TextFlow was built using Adobe’s AIR software, which lets Web applications run even when a computer isn’t connected to the Internet, and which also provides easier access to files on a user’s machine. Because of this, a user can import Word documents to TextFlow by dragging and dropping them from the desktop into the browser. She can also make edits offline, although it is not yet possible to merge documents using TextFlow while offline.
TextFlow launched two weeks ago, and (as with many other Web apps) new features are still being added. The most important feature on the horizon, Shalit says, is the ability to share a document without needing permission from the original owner. Most online word processors consider a document to belong to a particular owner who can then give other users permission to read, comment on, or edit it. With TextFlow, the document’s creator can still select how to incorporate others’ changes into her version of the file, but she doesn’t control how the file moves among other users.

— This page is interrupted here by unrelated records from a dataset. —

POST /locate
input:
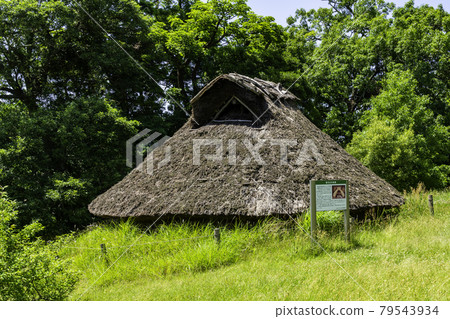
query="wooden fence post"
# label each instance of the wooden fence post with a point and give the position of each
(103, 248)
(217, 236)
(430, 204)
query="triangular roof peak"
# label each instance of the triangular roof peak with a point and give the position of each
(253, 94)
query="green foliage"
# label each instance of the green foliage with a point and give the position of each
(29, 269)
(164, 251)
(55, 161)
(402, 140)
(396, 258)
(328, 221)
(344, 54)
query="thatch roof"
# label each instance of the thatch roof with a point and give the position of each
(243, 184)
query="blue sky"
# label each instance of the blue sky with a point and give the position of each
(282, 9)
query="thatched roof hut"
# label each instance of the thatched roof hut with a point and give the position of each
(247, 150)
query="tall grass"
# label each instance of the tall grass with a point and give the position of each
(400, 256)
(165, 250)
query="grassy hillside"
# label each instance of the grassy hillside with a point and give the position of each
(403, 257)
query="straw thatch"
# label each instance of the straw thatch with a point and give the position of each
(243, 184)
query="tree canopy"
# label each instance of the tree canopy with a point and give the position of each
(371, 75)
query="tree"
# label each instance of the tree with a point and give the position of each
(402, 141)
(54, 161)
(29, 269)
(355, 42)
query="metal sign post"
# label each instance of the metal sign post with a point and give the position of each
(329, 195)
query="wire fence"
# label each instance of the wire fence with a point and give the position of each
(103, 246)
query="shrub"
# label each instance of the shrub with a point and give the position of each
(29, 269)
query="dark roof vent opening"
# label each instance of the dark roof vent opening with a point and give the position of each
(235, 112)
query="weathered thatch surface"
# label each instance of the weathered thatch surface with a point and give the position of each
(251, 187)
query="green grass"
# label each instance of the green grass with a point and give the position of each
(403, 257)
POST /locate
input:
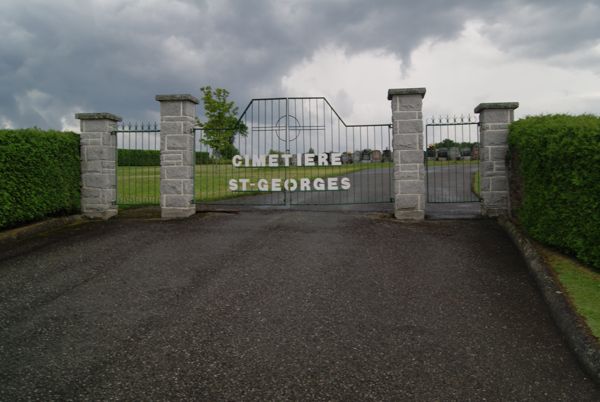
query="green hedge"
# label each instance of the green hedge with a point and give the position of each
(556, 182)
(39, 175)
(141, 157)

Nicholas Romano, an associate professor of management science and information systems at Oklahoma State University, who studies online collaboration, says that merging text is a complex task, and it’s not always obvious to users how making changes to one section of a document might affect another. “A lot of these tools are being used by people without experience working collaboratively,” Romano says. He believes that it would be useful for Web word processors to include better collaborative features, and he adds that a timeline or agenda showing tracked changes could make collaborative writing even easier.

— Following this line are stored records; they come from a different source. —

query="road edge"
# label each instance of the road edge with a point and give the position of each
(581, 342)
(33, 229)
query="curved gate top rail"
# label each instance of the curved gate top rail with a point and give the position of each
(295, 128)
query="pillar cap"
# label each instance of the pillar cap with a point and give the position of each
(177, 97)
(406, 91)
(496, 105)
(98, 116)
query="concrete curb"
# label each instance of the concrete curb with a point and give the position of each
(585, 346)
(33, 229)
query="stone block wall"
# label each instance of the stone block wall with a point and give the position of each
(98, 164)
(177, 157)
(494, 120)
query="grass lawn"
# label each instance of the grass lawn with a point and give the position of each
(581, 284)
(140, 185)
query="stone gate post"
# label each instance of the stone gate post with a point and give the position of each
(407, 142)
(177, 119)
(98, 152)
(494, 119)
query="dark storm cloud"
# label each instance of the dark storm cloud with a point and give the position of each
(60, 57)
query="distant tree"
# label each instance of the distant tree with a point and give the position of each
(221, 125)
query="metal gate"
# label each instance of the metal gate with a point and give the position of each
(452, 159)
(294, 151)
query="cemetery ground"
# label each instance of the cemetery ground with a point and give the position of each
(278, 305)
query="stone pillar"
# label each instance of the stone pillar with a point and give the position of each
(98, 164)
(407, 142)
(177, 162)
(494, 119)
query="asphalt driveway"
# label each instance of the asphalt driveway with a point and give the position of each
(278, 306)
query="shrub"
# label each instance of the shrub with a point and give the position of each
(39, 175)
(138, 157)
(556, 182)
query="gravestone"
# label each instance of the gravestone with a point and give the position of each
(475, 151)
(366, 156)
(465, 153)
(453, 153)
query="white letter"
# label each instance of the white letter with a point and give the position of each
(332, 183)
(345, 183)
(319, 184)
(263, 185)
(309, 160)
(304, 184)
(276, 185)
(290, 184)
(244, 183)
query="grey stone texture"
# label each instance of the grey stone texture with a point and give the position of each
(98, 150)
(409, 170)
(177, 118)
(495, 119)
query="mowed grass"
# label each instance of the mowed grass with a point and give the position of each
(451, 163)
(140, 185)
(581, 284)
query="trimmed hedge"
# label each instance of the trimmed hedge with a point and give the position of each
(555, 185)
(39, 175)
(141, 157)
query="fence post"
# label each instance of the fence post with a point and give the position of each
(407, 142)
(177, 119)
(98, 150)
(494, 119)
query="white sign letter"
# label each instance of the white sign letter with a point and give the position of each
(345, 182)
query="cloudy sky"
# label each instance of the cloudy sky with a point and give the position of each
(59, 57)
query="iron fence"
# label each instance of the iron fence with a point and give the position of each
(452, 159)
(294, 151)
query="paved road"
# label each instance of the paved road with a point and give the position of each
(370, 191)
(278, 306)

Unlike desktop word-processing programs such as Word, TextFlow is not designed for layout. The interface includes only the basic tools needed to edit documents, and it doesn’t currently support links, tables, or images. The software is free for users to try, but Nordic River charges $99 per individual for a year of professional use. Shalit says that the professional version will get additional features in the future. The company doesn’t primarily expect to support itself with sales of the product, however. Instead, it hopes to make deals with others, combining TextFlow’s capabilities with those companies’ products.